Detailed Documentation
This document presents a comprehensive MATLAB implementation of PCA+Fisher face recognition methodology. The package includes a complete image database specifically designed for testing and validating facial recognition algorithms.
Principal Component Analysis (PCA) serves as the foundational dimensionality reduction technique in this implementation, which computationally transforms high-dimensional facial data into a lower-dimensional feature space while preserving maximum variance. The MATLAB code efficiently calculates eigenvectors and eigenvalues from the covariance matrix of training images, typically using built-in functions like 'pca' or 'eig' for optimal performance.
The Fisher Linear Discriminant method complements PCA by implementing class separation optimization. The algorithm computes between-class and within-class scatter matrices to determine the optimal projection direction that maximizes class separability. Key functions in the MATLAB implementation include scatter matrix calculations and eigenvalue decomposition for discriminant feature extraction.
The integrated approach utilizes PCA for initial feature reduction followed by Fisher's method for enhanced classification performance. The accompanying image database contains pre-processed facial images organized in training and testing sets, allowing users to validate the algorithm's accuracy through cross-validation techniques.

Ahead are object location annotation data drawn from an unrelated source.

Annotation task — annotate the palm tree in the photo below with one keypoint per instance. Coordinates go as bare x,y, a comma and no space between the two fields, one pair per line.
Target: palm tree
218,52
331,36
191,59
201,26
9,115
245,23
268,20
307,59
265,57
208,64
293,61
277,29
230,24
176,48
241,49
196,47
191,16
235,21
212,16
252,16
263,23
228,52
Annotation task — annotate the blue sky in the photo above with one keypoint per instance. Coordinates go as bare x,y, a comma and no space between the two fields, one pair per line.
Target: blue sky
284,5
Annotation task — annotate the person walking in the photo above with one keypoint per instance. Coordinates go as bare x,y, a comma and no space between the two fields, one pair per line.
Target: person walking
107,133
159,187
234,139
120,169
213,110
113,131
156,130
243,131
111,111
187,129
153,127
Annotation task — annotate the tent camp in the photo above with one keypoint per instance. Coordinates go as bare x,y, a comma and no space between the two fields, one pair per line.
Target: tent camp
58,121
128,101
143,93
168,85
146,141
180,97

This implementation demonstrates practical MATLAB programming techniques for image processing, including image normalization, feature extraction, and classification algorithms. Users can modify parameters such as the number of principal components and discriminant thresholds to optimize recognition performance for different scenarios. The code structure follows modular design principles, separating data preprocessing, training, and testing phases for clear understanding and easy customization.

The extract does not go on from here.